For a more comprehensive study on prompt engineering for text-to-image synthesis, make sure to take a look at A Traveler’s Guide to the Latent Space. In this article, Ethan Smith describes lots of techniques to take the most out of Disco Diffusion, a popular set of tools to create art using AI. Another in-depth guide to prompt engineering for DALLE-2 is dall-ery gall-ery’s DALL·E 2 Prompt Book

Latent Space

The output of CLIP encoders is a latent vector, ie a vector from a latent space. It means that it is an internal and abstract representation that is not supposed to be observed by humans.

Definition of Latent Space by Panagiotis Antoniadis in this article:

Formally, a latent space is defined as an abstract multi-dimensional space that encodes a meaningful internal representation of externally observed events.

CLIP was trained to map texts and images to a meaningful shared latent representation such that similar contents (eg related image/caption pairs) have a high cosine similarity in the latent space.

A potential cause for the hidden vocabulary of models based on CLIP, is the almost random mapping of (arguably) never-seen words such as Apoploe vesrreaitais.

Latent representations of unseen data following the same distribution as training data can be relevant and useful if the model has good generalization. But for unseen data that is purely random, such as the gibberish words in DALLE-2’s hidden vocabulary, there is to my knowledge no one-size-fits-all method to recognize or force a good latent representation.

Potential misuse: Adversarial Machine Learning

A big threat in Deep Learning is the potential to use models’ limitations and biases to force false, or even hazardous, outputs.

The Wikipedia page for Adversarial Machine Learning reads:

To understand, note that most machine learning techniques are mostly designed to work on specific problem sets, under the assumption that the training and test data are generated from the same statistical distribution (IID). However, this assumption is often dangerously violated in practical high-stake applications, where users may purposely supply fabricated data that violates the statistical assumption.
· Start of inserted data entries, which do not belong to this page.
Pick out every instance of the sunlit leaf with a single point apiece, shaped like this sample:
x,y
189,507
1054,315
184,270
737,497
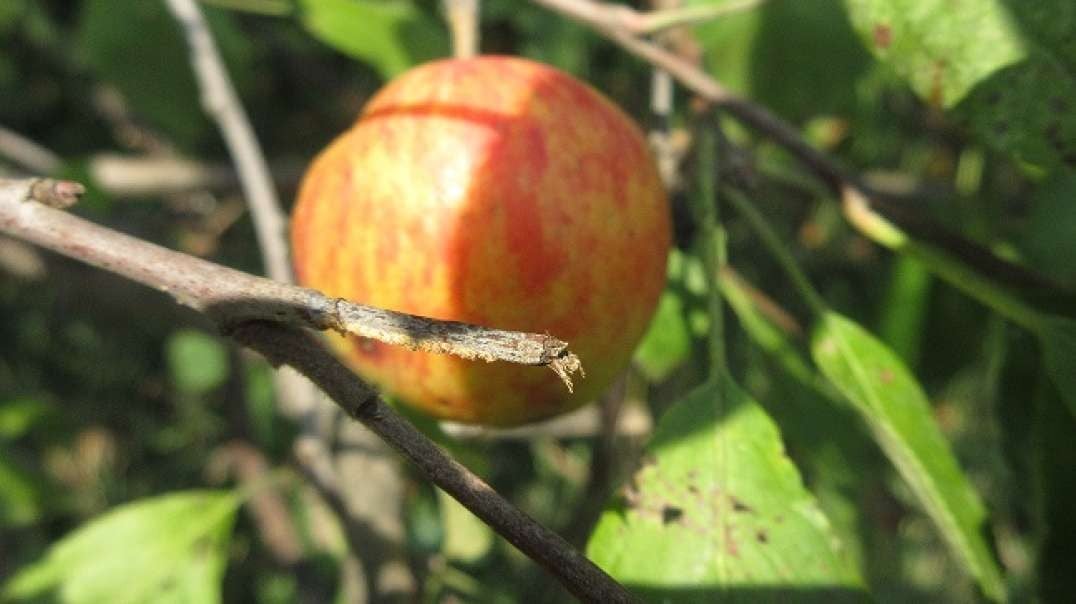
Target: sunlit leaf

Attacks in adversarial machine learning can be of different types:

  • Black Box attacks: when you don’t have access to informations about the model, you just have access to the outputs for your inputs
  • White Box attacks: you have access to the model parameters

A reason why a model such as DALLE-2 is hidden behind an API can be to block White Box attacks. Black Box attacks though are still possible, and the methodology behind the paper Discovering the Hidden Vocabulary of DALLE-2 can be considered as such.

By finding an attack vector (eg a piece of hidden vocabulary), it may become possible to generate explicit content with DALLE-2, even though the prompts are filtered, as stated in DALLE-2’s Risk and Limitations document.

Machine Learning Hygiene

A few decades ago, people working with computers were computer scientists, now most jobs need you to work with computers. Knowledge about computer science, programmation, and cybersecurity have become very valuable and common even for people that work jobs that aren’t strictly computer science-related.

One can argue that machine learning is on track to have the same future.

Nowadays those using machine learning in their job are mostly what we call machine learning engineers, but models tend to be used as ways to assists people in their jobs. You can find artists using models to generate ideas to work with, and journalists using models to generate extractive summaries.

Knowledge about machine learning such as latent spaces, hidden vocabularies and prompt engineering, might become valuable for a growing number of jobs and every-day uses.

Just like everyone using a computer should have a good cyber hygiene in order to prevent malicious events, everyone using a machine learning model should have a good machine learning hygiene. That could mean knowing about the limitations and biases of the models they use and the potential misuses.


In other words, learning the models’ language.